Foi uma alegria enorme, como é óbvio, embora o resultado tenha dado para nos mentalizarmos que a festa ia acontecer. Eu até disse em tom de brincadeira "ó pessoal, subir de divisão é giro é com 1-0 ou 2-1, um gajo estava aqui naquela adrenalina até ao fim". Foi um momento bastante feliz para todos. Só passado umas horas é que tivemos bem noção do feito que tínhamos atingido.

Estive a rever a primeira parte com o Leixões. Quando é que deu o clique de que ia acontecer?
Acho que, quando eles fazem o 4-1, possivelmente toda a gente pensou que era o momento em que eles até podiam fazer-nos abanar, foi o melhor que nos aconteceu naquele momento, voltámos a jogar outra vez, a ter bola. No 4-0 estávamos só a defender o resultado. Estávamos muito ansiosos que o jogo acabasse, não o estávamos a desfrutar. Só quando levámos o abanão é que voltámos novamente ao jogo. Gosto do jogo que fizemos, à exceção do nosso quarto golo até ao 4-1. Antes e depois fizemos um jogo bastante competente.

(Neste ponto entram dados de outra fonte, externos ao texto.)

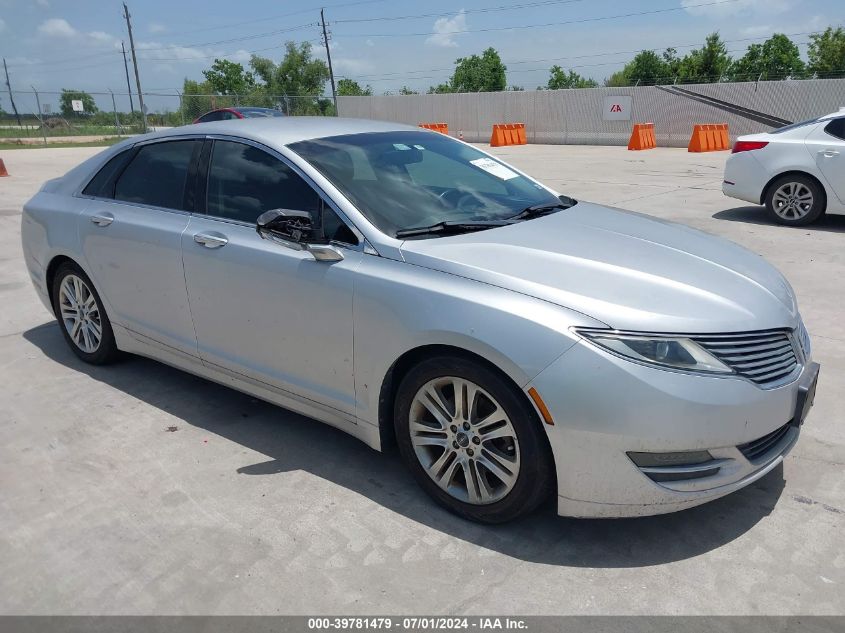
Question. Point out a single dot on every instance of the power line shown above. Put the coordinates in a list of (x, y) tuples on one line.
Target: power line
[(405, 73), (276, 17), (548, 24), (509, 7)]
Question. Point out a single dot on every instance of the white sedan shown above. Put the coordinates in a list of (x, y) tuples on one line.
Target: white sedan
[(797, 171)]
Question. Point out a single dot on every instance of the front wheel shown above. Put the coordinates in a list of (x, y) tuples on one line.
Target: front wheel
[(472, 440), (795, 200)]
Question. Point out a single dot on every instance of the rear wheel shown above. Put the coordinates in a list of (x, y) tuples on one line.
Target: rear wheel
[(80, 313), (471, 440), (795, 200)]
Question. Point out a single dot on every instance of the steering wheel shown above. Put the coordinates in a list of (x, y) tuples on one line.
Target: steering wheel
[(460, 200)]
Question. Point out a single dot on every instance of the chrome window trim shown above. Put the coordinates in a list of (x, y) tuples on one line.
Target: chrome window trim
[(297, 170), (786, 380), (131, 147)]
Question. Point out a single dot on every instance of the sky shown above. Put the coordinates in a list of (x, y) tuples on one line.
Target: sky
[(55, 44)]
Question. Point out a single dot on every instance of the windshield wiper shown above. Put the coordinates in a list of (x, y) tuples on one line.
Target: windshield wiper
[(452, 227), (543, 209)]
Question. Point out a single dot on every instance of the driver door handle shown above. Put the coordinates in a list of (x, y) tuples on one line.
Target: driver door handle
[(102, 220), (210, 240)]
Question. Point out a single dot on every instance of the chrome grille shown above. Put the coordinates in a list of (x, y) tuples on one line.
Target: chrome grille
[(767, 358)]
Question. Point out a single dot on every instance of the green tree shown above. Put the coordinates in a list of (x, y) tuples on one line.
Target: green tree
[(826, 53), (646, 69), (705, 64), (88, 103), (671, 63), (440, 89), (484, 73), (195, 99), (229, 78), (351, 88), (298, 78), (775, 58), (617, 80), (559, 79)]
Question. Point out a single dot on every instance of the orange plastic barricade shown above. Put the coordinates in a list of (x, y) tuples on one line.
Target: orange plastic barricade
[(642, 137), (443, 128), (508, 134), (709, 137)]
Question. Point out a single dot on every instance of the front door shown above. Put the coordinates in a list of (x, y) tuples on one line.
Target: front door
[(260, 309)]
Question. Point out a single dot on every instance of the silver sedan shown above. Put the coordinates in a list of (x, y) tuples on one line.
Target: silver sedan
[(413, 290)]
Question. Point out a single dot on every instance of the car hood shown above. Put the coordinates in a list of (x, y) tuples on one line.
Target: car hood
[(628, 270)]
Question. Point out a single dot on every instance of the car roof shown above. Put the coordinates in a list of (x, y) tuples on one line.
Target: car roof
[(277, 131), (833, 115)]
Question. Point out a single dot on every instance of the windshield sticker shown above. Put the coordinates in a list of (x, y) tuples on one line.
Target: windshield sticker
[(492, 167)]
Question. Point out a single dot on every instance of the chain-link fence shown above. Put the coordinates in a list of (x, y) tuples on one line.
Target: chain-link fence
[(36, 116), (577, 116)]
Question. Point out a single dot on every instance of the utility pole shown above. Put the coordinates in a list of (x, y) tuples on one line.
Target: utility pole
[(128, 83), (11, 98), (329, 58), (135, 63)]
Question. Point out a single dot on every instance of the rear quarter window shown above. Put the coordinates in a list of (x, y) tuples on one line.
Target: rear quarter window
[(102, 184), (157, 174), (836, 128)]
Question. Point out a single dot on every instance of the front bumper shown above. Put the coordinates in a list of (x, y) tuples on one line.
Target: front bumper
[(605, 407)]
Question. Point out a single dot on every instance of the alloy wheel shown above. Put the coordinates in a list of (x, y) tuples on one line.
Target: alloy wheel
[(464, 440), (792, 201), (80, 314)]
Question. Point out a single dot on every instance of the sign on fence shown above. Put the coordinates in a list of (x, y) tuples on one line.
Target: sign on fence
[(616, 108)]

Como foi no balneário antes de começar, como estavam os jogadores? Havia tensão?
Havia tensão, havia tensão. Não vou falar de felicidade, o campeonato decide-se com muita [regularidade]... Nós também já tínhamos, nas semanas anteriores, desperdiçado aqui dois pontos, com o penálti falhado do Jota na altura. Eu sinto que foi muito importante para nós, para entrarmos com mais tranquilidade no jogo, o resultado que o Chaves acabou por ter na jornada anterior. Permitiu-nos não ter de ganhar. Se o Chaves tem ganhado o jogo anterior, tínhamos de ganhar, podíamos até nos desorganizar mais por termos como única alternativa a vitória. Deu-nos um bocadinho de margem, não de conforto, mas sabíamos que bastava fazer melhor do que o Chaves. Parece que não, mas isso tranquilizou um bocadinho, até porque sabíamos perfeitamente que o Rio Ave ia dar tudo para ser campeão nacional. Mesmo quando saímos do Rio Ave com uma derrota, senti que o grupo acreditava que podia ganhar os dois jogos e subir de divisão, mas não escondo que aquele momento do Chaves serviu-nos um bocadinho como sinal de que as coisas iam dar para nós.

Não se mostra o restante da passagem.